Hardware Virtualization for Pre-Silicon Software Development in Automotive Electronics 2009-01-1146

Recent surveys show that the number one issues in car electronics are cost reduction and better collaboration across the complex automotive design chain of IP providers, semiconductor providers, subsystem suppliers and system integrators (see [1]). With millions of lines of software code powering modern cars and the number of processors today already exceeding 80 (and further growing), software development becomes the critical component determining success of automotive development projects.

Virtualization of hardware to enable software development – a technique already quite adopted in other application domains like wireless communication - is entering mainstream in automotive electronics as well. However, different areas of the car electronics require different modeling accuracy. While driving and vehicle dynamic functions often require full timing accuracy, other areas like multimedia, telematics and some of the body functions, like air conditioning and theft control, can be modeled in a less accurate fashion.

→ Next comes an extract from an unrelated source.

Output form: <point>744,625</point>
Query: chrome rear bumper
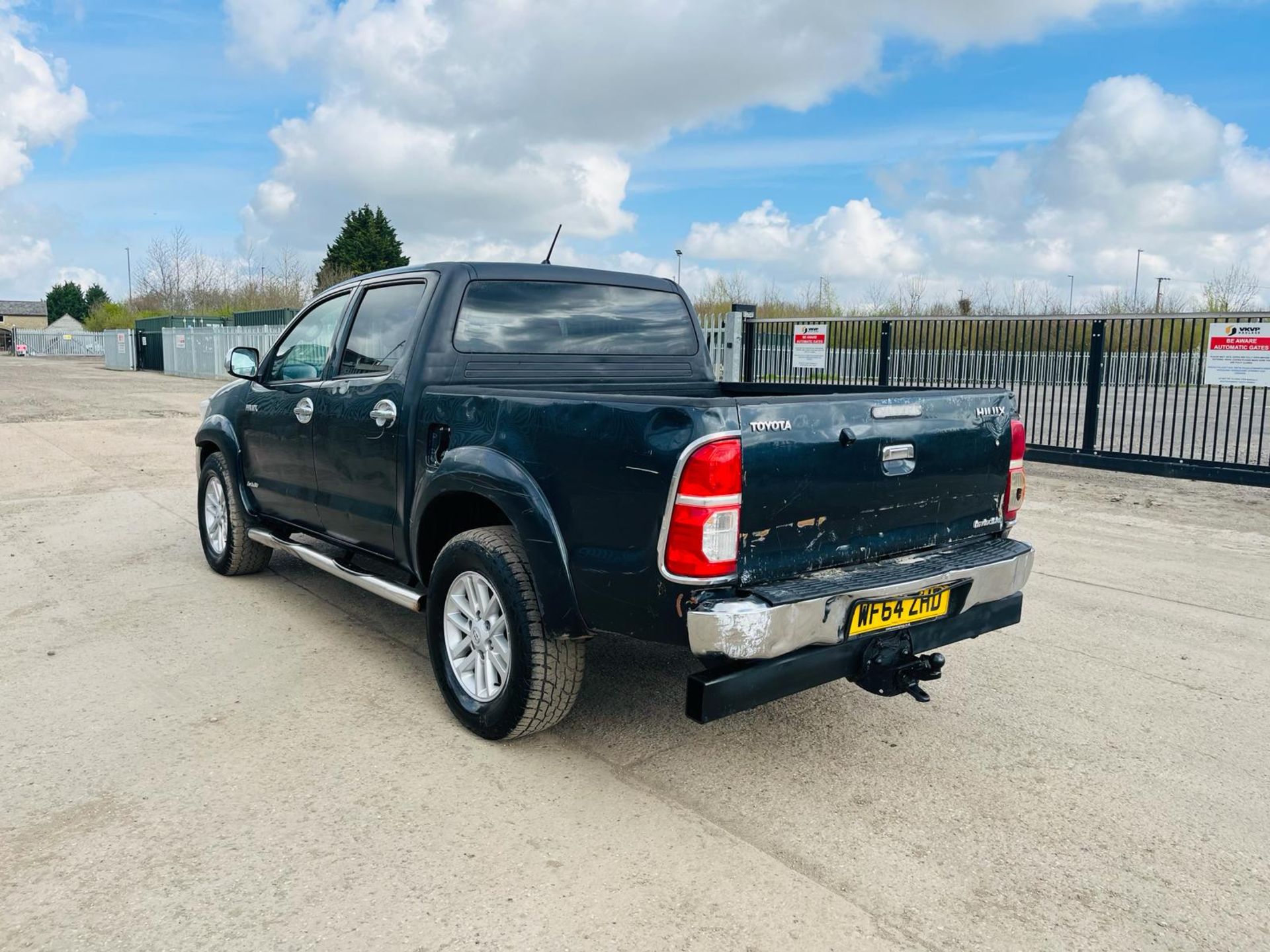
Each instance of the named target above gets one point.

This paper analyzes the modeling accuracy requirements for different areas of car electronics. It will introduce SystemC™ standards based modeling styles to meet these accuracy requirements with loosely timed (LT), approximately time (AT) and cycle accurate (CA) modeling styles. In addition this paper will discuss methodologies and tools to efficiently assemble, debug and verify virtual platforms to enable pre-silicon software development. Based on case studies, this paper will illustrate how the use of virtualized hardware for software development and verification early in the design flow, not only improves software development productivity, but also increases software quality, serves as a front-end for hardware and software verification, leads to significant cost reduction and can become an essential mechanism to enable collaboration within the automotive design chain.